Keep in mind this is a common problem for teachers. My friend (who is tall and thin–qualities I wish I had!) had a student ask her about her acne. Her skin looked smooth. I don’t know what acne this student was talking about. When I was a high schooler, a rumor started that our English teacher used cocaine because sometimes her nose and neck appeared flushed when she was teaching. This was a young, attractive woman! She in no way looked or acted like an addict.
Also, our society sends a message that ugly women are worthless and will die alone. I think that’s why a woman’s beauty can cause her so much anxiety. I am married to a wonderful husband who finds me attractive (the other two teachers I mentioned are married, too), but I still worry what the rest of society thinks of me. Something that has comforted me is this:
What is beauty? What does it mean? Do all of your features have to be perfect to be beautiful? Does every single person on earth have to be sexually attracted to you to be beautiful? What does ugly mean? Ugly is an imprecise word. Will every single person find an “ugly” person unattractive? Is an “ugly” person allowed to have any attractive traits? What about someone who is 20 pounds overweight. Some people will find her unattractive, some people will love her curves, some people will feel neutral. Attractiveness is complex. Imprecise all-or-nothing labels of “beautiful” or “ugly” are unhelpful. Yes, there are certain traits our society considers attractive, but this varies across cultures and by individuals. You know how some people have a “type”? That means that person feels attracted to a very specific set of traits. That shows how useless it is to say someone is beautiful and someone else is ugly. We all have different opinions about appearances.

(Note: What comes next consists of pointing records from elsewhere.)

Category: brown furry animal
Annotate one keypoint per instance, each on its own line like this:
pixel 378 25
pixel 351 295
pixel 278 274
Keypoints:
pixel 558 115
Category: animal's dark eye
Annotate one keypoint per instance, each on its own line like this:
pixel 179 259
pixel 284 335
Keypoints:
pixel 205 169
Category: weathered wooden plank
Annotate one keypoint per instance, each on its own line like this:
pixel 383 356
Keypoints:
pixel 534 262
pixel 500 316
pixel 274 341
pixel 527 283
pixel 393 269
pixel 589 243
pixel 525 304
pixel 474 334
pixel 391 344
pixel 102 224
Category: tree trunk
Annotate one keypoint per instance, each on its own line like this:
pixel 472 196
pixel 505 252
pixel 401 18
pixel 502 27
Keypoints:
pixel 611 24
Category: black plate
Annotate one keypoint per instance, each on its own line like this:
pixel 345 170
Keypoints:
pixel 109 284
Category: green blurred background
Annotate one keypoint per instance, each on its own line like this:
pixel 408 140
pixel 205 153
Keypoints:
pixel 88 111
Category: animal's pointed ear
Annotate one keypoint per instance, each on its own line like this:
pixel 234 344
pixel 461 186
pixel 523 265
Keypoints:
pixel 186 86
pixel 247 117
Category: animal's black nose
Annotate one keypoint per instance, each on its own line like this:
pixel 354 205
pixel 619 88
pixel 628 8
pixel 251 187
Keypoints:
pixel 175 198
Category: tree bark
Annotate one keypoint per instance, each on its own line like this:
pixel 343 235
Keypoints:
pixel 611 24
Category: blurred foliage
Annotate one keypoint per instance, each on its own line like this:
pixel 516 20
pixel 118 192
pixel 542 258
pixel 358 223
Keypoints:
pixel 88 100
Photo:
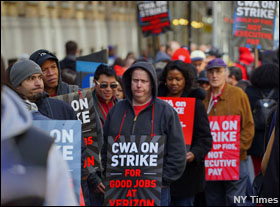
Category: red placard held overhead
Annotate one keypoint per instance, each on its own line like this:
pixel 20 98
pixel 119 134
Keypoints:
pixel 222 162
pixel 153 17
pixel 185 108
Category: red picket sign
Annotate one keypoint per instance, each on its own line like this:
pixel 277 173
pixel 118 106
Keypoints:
pixel 185 108
pixel 222 162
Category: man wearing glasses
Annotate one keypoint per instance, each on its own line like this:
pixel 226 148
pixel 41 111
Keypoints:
pixel 104 99
pixel 222 99
pixel 106 84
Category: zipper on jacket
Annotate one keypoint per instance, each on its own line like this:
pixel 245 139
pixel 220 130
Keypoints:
pixel 134 123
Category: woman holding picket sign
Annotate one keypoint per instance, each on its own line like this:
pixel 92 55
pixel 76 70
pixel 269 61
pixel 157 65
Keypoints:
pixel 177 80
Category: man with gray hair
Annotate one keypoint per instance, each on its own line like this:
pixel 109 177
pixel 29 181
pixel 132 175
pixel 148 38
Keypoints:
pixel 27 78
pixel 222 99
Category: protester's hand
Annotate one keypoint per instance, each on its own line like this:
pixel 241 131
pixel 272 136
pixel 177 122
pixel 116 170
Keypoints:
pixel 190 156
pixel 100 188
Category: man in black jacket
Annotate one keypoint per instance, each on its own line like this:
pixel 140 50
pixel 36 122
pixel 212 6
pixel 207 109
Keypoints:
pixel 49 64
pixel 27 78
pixel 144 114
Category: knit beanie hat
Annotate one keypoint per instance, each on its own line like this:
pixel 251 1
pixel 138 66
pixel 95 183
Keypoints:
pixel 22 69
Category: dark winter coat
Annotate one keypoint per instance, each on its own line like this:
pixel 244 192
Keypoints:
pixel 193 179
pixel 257 147
pixel 68 62
pixel 271 177
pixel 166 122
pixel 55 109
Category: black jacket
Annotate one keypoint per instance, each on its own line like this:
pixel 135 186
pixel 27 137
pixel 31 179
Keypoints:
pixel 193 179
pixel 55 109
pixel 68 62
pixel 257 148
pixel 166 122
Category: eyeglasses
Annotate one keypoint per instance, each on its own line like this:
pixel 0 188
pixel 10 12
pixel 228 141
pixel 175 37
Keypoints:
pixel 218 71
pixel 105 85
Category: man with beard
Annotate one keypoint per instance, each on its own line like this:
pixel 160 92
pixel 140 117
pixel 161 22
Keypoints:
pixel 27 78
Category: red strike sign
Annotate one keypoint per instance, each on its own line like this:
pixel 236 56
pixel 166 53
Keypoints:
pixel 185 108
pixel 222 162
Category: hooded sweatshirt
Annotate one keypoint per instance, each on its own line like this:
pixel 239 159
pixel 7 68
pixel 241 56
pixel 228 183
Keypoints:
pixel 166 123
pixel 37 166
pixel 40 56
pixel 55 109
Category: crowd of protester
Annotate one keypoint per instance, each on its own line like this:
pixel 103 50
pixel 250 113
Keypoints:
pixel 125 98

I think it is usually super unkind people who have ulterior motives who say things like, “You’re fat,” or “you’re ugly” or “you need to wear make-up…” or whatever insecurity they have taken it upon themselves to comment on. Children comment on appearance for some of the reasons I mentioned above (testing boundaries, getting a reaction, trying on a role, etc). Adults comment on it to attack a person’s self-worth or express their own insecurities. Either way, it’s not in your best interest. Our physical bodies are our business. Some people will find us attractive, others won’t. We can use our bodies to express ourselves the way we want. For example, I have discovered a “posh” look fits me best when I have the time and supplies to do it right. But others trying to make us feel insecure about an individual trait of ours?
It’s an unhelpful boundary violation. I know it is super upsetting when it happens, so we need to do some nurturing and self-care. But please don’t take these kinds of comments as a secret truth that you need to pay attention to. It seems like these unhelpful, boundary-violating comments hurt you and distract you from other parts of your life.